La Nuova Ferrara

Ferrara

«Non siamo disposti a svendere il patrimonio»

«Non siamo disposti a svendere il patrimonio»

Marco Cappellari dice che non conoscendo gli esiti della cura è difficile comprendere l’urgenza di vendere la Cassa

3 MINUTI DI LETTURA





Marco Cappellari non ricorre a giri di parole. Fa ingresso con Daniele Malucelli nella redazione della Nuova Ferrara, si sfila di tasca il documento degli Amici di Carife e arriva subito al dunque. «Noi non siamo disposti a svendere o regalare il patrimonio di ventottomila ferraresi al primo offerente».

Il presidente degli Amici della Cassa di Risparmio di Ferrara afferma di nutrire grande stima e speciale rispetto per il lavoro compiuto in questi tredici mesi dai commissari della Banca d’Italia, ma non conoscendo lo stato della banca non comprende il motivo dell’urgenza di venderla.

E si sa che entro questo mese di luglio la Banca Popolare di Vicenza prevede di esibire la sua formale offerta di acquisto alla Fondazione Carife presieduta da Riccardo Maiarelli. Forte delle determinazioni del suo consiglio direttivo, Cappellari ribadisce che il compratore eventuale dovrebbe avere almeno tre caratteristiche: «Deve essere solido; deve avere attenzione per il territorio, le famiglie, le imprese, gli azionisti e i dipendenti; deve esprimere un’offerta congrua che tuteli tutti gli azionisti mentre la Banca Popolare di Vicenza nel caso della Popolare dell’Etruria ha offerto un euro, ripeto, soltanto un euro ad azione».

Il presidente degli Amici di Carife tira le somme: «Nel nostro caso con un unico offerente diventa difficile negoziare, e la situazione diventa svantaggiosa perché, l’economia insegna, che in questi casi è appunto l’offerente che fa il prezzo». Cappellari in rappresentanza dei trecento associati allora chiede se non ci siano altri istituti interessati alle sorti della Cassa di Risparmio di Ferrara. Istituti importanti tutti attualmente impegnati a superare gli stress test imposti dalla Banca Centrale Europea: «Tutti i maggiori istituti bancari sono sottoposti agli stress test della Banca centrale Europea. Fino a quando questi non saranno completati e tali banche non avranno una “buona pagella”, esse non si esporranno mai in azioni di shopping bancario, perché potrebbero essere costrette dall’istituto di vigilanza a mentenere totalmente le loro risorse per i necessari rafforzamenti».
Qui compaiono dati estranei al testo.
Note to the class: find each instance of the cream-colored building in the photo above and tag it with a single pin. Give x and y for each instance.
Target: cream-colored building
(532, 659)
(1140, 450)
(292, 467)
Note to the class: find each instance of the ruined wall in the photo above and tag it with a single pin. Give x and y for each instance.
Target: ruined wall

Il presidente dell’Associazione Amici di Carife porta a sintesi: «I risultati degli stress test ci saranno a ottobre. Molti degli istituti sotto esame, proprio per questo motivo, sono impegnati in importanti aumenti di capitale. Quindi eventuali proposte per la Cassa di Risparmio di Ferrara non sono concretamente plausibili prima dell’inzio del 2015». L’equazione di Cappellari è questa: aspettare almeno ottobre per accogliere altre offerte che, è certo, Fondazione Carife sta perlustrando anche attraverso i suoi advisor. Sta di fatto che Cappellari esprime soddisfazione nell’apprendere dalla Nuova Ferrara che «altri istituti, quali la Banca Popolare dell’Emilia Romagna, la Cassa di Risparmio di Ravenna o la Cassa di Risparmio di Cento, stiano probabilmente valutando l’opportunità di prendere in considerazione offerte».

Il documento degli Amici di Carife si chiude con quattro richieste definite “di buonsenso”: 1. Banca d'Italia metta in condizione gli azionisti ferraresi, come ha fatto con la Banca Popolare di Vicenza, di conoscere lo stato dei conti della Cassa di Risparmio di Ferrara. 2. Banca d’Italia favorisca l'arrivo di offerte di altre banche, fornendo loro tutte le informazioni necessarie, e che la Fondazione Carife prosegua nella sua ricerca di offerte. 3. Venga concesso tempo utile all’attesa dei risultati degli stress test di ottobre e delle successive eventuali due diligence che verranno fatte presumibilmente a inizio 2015. 4. Tutti i soggetti coinvolti si riuniscano attorno a un tavolo per delineare il futuro di Carife perché si sta parlando dei risparmi di 28mila famiglie.